Agatha Christie’s books have sold over one billion copies in the English language, plus a billion in translation. This makes her the best-selling novelist of all time, outsold only by the Bible and the works of Shakespeare. She also holds an impressive record in the world of theater. Her play, The Mousetrap, is considered the world’s longest-running play. Since it debuted in 1952, it ran in London continuously until the COVID-19 pandemic closed theaters in 2020, by which time it had surpassed 28,200 performances. The Mousetrap has since resumed and recently celebrated 70 years of London performances.

Adventures of Agatha Christie

Adventures of Agatha Christie


Agatha Christie was well-traveled and adventurous, and she often used her own life experiences as inspiration for her work. She had the opportunity to travel with her family in her youth and spent time in France and Egypt during her teenage years. This sparked her love of travel, which she further explored in 1922 when she embarked on a 10-month trip around the world with her first husband, Colonel Archibald Christie, as part of a trade mission to promote the forthcoming British Empire Exhibition in London.


One of their first stops was Africa, where the couple visited parts of modern-day South Africa, Botswana, Zimbabwe, and Zambia. They then began a three-week journey at sea to Australia, after which they headed to New Zealand. From there, they continued to Hawaii, Canada, and the United States. 


Agatha Christie looked fondly on the memories of her travels, and she meticulously documented the adventures of her 10-month journey in letters to her mother, sister, brother, and daughter. A passion for exploration is also something that Christie shared with her second husband. In 1930, she married archaeologist Sir Max Mallowan, after which she spent several months each year on expeditions with him in Iraq and Syria.

Mysterious Disappearance

Mysterious Disappearance


Agatha Christie earned massive success from her fictional mystery stories. But she was also involved in a real-life mystery of her own. In April 1926, Christie’s mother died, which was a particularly tough loss as the two were quite close. The same year, Christie’s then-husband, Colonel Archibald Christie, requested a divorce amid an affair he was having with a younger woman.


It’s speculated that the combination of these stresses led to a bizarre series of events, when Agatha Christie left her home carrying only an attaché case on the evening of December 4th, 1926. Her car was later found abandoned near Guildford, with the front wheels hanging over the edge of a chalk pit. Christie’s disappearance made front-page headlines around the world in the following days as the search for her began.

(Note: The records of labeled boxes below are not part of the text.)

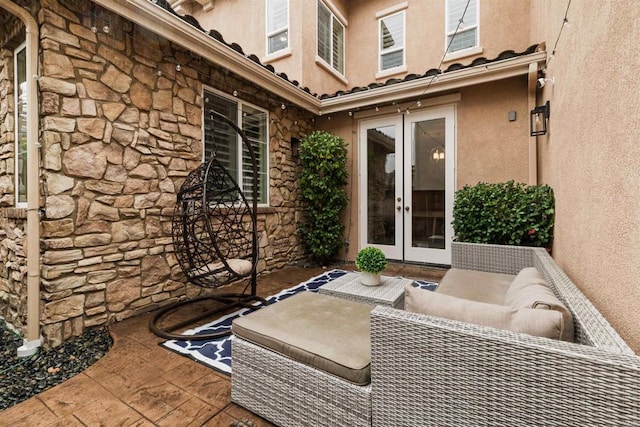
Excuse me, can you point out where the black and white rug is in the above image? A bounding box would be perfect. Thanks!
[160,269,438,374]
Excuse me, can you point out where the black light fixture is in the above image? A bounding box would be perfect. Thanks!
[291,138,300,159]
[529,101,551,136]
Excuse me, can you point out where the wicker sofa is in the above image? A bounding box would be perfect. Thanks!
[232,243,640,427]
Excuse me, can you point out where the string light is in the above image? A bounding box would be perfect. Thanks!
[542,0,571,72]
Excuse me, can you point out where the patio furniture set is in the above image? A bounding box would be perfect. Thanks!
[232,243,640,426]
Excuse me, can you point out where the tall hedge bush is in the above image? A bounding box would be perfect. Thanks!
[453,181,555,248]
[299,131,347,262]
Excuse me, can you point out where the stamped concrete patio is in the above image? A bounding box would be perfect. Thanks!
[0,264,445,427]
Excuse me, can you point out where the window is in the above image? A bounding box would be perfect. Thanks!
[204,90,269,204]
[14,44,27,206]
[378,10,405,71]
[447,0,478,53]
[318,1,344,74]
[267,0,289,55]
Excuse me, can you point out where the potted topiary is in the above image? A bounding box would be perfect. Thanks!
[356,246,387,286]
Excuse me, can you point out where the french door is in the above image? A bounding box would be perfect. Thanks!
[359,107,455,265]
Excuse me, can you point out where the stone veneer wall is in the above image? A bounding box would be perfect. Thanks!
[3,0,311,346]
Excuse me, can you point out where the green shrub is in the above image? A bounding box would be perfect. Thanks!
[300,131,347,262]
[356,246,387,273]
[453,181,554,248]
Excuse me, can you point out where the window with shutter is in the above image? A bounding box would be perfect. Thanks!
[267,0,289,54]
[378,10,405,71]
[204,90,269,204]
[447,0,478,53]
[318,0,344,74]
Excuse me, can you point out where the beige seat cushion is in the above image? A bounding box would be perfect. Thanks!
[436,268,516,305]
[504,267,574,342]
[232,292,372,385]
[405,286,562,339]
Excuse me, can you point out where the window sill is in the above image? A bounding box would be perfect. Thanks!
[316,55,349,84]
[376,65,407,79]
[443,46,484,62]
[261,47,293,64]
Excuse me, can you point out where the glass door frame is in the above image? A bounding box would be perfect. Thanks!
[358,105,456,265]
[403,105,456,265]
[358,115,404,261]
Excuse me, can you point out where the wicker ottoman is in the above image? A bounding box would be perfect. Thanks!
[231,292,372,426]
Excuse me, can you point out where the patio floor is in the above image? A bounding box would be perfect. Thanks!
[0,263,445,427]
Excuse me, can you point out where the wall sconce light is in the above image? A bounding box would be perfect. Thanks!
[431,148,444,162]
[529,101,551,136]
[291,138,300,159]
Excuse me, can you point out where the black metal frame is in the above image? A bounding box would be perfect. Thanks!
[149,111,267,340]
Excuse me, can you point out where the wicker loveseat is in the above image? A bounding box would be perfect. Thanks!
[232,243,640,427]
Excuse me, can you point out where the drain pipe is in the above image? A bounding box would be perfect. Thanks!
[0,0,42,357]
[527,63,538,185]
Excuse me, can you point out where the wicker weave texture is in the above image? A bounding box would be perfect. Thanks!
[371,307,640,427]
[231,336,371,427]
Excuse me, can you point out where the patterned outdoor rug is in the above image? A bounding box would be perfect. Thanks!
[160,269,438,375]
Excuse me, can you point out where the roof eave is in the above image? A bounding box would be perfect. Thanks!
[321,51,546,114]
[94,0,321,114]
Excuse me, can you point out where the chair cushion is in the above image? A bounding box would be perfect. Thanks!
[405,286,562,339]
[504,267,574,342]
[436,268,516,305]
[232,292,373,385]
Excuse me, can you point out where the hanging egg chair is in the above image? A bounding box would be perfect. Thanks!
[149,112,266,340]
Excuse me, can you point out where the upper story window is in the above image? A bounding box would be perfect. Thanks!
[318,0,344,74]
[267,0,289,55]
[14,44,27,207]
[378,10,405,71]
[447,0,478,53]
[204,89,269,204]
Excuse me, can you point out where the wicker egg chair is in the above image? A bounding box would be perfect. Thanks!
[149,112,266,340]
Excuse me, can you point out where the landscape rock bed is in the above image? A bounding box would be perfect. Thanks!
[0,323,113,411]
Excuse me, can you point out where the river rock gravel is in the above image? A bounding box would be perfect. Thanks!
[0,321,113,411]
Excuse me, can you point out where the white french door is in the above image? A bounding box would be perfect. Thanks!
[359,106,455,265]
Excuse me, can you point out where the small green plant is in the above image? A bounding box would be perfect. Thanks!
[452,181,555,248]
[356,246,387,273]
[300,131,347,262]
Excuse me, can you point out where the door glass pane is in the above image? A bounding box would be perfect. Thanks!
[411,118,446,249]
[366,126,396,245]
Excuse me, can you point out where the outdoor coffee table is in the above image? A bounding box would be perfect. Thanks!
[318,272,413,308]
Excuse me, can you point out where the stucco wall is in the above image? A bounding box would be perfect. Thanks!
[531,0,640,352]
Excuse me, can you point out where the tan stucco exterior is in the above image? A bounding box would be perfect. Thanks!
[531,0,640,352]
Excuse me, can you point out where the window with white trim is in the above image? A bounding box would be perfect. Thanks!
[378,10,405,71]
[318,0,344,74]
[447,0,478,53]
[204,89,269,204]
[267,0,289,55]
[13,44,27,207]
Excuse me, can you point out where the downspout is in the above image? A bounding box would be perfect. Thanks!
[0,0,42,357]
[527,63,538,185]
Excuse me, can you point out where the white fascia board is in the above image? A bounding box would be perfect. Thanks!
[94,0,320,114]
[321,52,546,114]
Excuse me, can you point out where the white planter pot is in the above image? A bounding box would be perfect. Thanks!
[360,271,380,286]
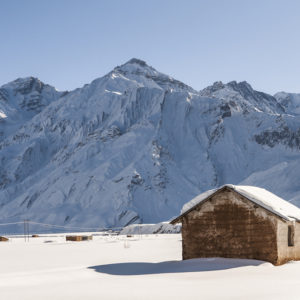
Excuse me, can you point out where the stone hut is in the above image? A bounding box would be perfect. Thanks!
[171,185,300,265]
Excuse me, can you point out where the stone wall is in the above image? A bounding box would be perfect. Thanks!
[182,188,281,264]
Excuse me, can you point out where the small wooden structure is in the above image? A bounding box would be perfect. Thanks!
[0,236,9,242]
[171,185,300,265]
[66,235,93,242]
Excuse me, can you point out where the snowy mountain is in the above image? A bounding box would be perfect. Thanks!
[0,59,300,231]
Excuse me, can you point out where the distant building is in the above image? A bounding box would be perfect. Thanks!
[171,185,300,265]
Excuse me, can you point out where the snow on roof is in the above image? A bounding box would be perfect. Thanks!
[181,184,300,221]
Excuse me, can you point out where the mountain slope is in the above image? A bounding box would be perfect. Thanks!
[0,59,300,227]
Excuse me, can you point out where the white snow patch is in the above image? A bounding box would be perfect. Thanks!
[0,234,300,300]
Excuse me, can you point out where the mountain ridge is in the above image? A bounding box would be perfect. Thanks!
[0,59,300,227]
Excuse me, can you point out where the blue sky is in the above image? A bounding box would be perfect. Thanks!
[0,0,300,93]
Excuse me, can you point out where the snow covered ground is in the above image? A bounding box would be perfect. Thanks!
[0,234,300,300]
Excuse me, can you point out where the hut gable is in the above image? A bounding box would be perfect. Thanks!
[171,184,300,224]
[171,185,300,265]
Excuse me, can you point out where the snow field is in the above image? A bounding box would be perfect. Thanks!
[0,234,300,300]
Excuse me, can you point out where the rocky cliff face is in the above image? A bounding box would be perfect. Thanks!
[0,59,300,227]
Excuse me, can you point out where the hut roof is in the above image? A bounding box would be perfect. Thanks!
[171,184,300,223]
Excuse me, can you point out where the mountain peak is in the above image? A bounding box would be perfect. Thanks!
[124,58,148,67]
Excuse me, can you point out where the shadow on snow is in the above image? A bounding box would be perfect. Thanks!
[89,258,271,275]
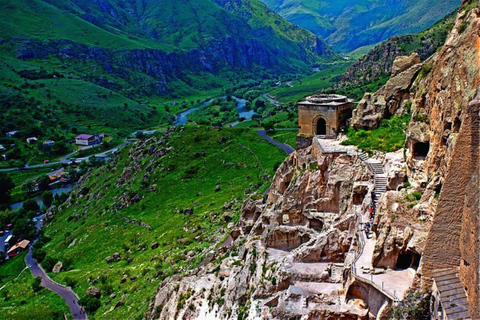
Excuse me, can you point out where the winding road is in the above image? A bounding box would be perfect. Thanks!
[25,216,88,320]
[257,130,295,154]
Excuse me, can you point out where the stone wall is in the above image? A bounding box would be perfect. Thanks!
[420,3,480,319]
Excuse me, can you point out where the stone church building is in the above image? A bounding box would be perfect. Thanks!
[298,94,353,144]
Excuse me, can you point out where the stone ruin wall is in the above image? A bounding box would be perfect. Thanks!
[416,3,480,318]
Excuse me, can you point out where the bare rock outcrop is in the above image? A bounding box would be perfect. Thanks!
[352,53,422,129]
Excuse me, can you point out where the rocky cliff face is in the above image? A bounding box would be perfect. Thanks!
[416,1,480,318]
[144,2,480,319]
[148,148,378,319]
[338,14,455,88]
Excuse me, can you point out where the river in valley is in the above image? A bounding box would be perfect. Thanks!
[175,96,255,126]
[10,183,75,210]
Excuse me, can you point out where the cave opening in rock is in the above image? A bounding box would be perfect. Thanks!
[452,117,462,132]
[310,219,323,231]
[413,142,430,160]
[353,187,368,205]
[397,252,421,270]
[317,118,327,136]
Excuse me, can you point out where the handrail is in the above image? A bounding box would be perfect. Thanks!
[313,139,400,304]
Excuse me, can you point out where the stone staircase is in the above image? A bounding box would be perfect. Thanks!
[330,264,345,282]
[433,269,471,320]
[358,152,388,204]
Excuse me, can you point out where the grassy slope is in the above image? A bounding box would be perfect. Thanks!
[267,130,298,148]
[44,127,285,319]
[271,64,348,103]
[343,114,411,152]
[0,252,70,320]
[258,0,460,52]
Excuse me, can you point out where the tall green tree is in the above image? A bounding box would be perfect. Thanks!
[0,172,15,204]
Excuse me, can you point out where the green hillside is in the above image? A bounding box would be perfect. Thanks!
[35,126,286,319]
[0,0,336,167]
[263,0,460,52]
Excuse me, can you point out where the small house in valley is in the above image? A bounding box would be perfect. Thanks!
[75,134,95,146]
[27,137,38,144]
[6,130,18,138]
[43,140,55,148]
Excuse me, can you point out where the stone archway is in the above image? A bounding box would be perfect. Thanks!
[315,117,327,136]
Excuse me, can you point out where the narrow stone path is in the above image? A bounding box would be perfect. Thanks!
[354,152,415,300]
[25,217,88,320]
[257,130,295,154]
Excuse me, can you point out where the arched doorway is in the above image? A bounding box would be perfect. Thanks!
[317,118,327,136]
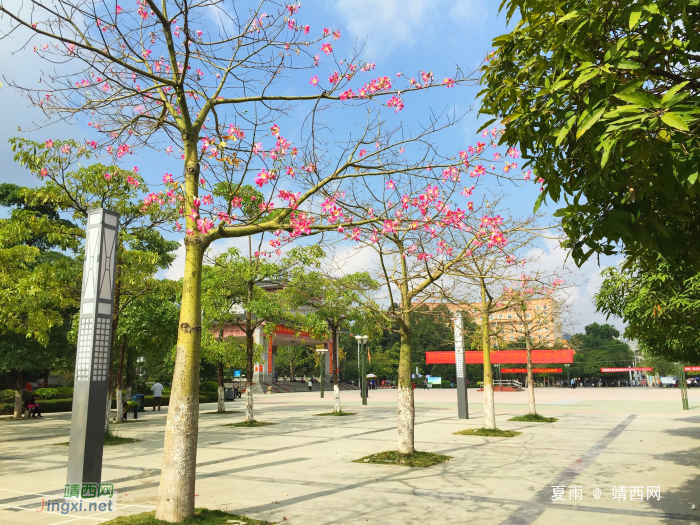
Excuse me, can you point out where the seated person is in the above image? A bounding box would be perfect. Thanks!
[24,395,44,417]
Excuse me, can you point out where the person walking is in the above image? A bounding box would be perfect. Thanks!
[151,379,163,412]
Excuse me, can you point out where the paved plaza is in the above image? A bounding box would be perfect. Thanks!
[0,388,700,525]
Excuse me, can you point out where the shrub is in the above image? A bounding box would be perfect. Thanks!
[199,381,219,392]
[0,389,15,403]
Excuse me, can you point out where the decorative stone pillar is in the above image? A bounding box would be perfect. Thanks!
[68,209,121,484]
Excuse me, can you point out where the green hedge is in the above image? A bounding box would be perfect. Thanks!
[0,399,73,415]
[199,381,219,392]
[0,392,218,415]
[32,386,73,399]
[0,389,15,403]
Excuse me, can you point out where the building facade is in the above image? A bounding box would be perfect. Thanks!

After over a week of searching and speculation, Agatha Christie was found at a Yorkshire spa, nine days after she first disappeared. Her husband told reporters that she had suffered from a complete lapse of memory and had checked into the Harrogate spa under the name “Mrs. Tressa Neele.” While he initially claimed he didn’t know why that name was used, it was revealed years later that it was the name of his then-girlfriend. In March 1928, Agatha Christie sued her husband for divorce, and they both went on to remarry. Nearly a century later, people still speculate whether her disappearance was the result of a medical episode, a revenge plot, or some other mysterious happenings.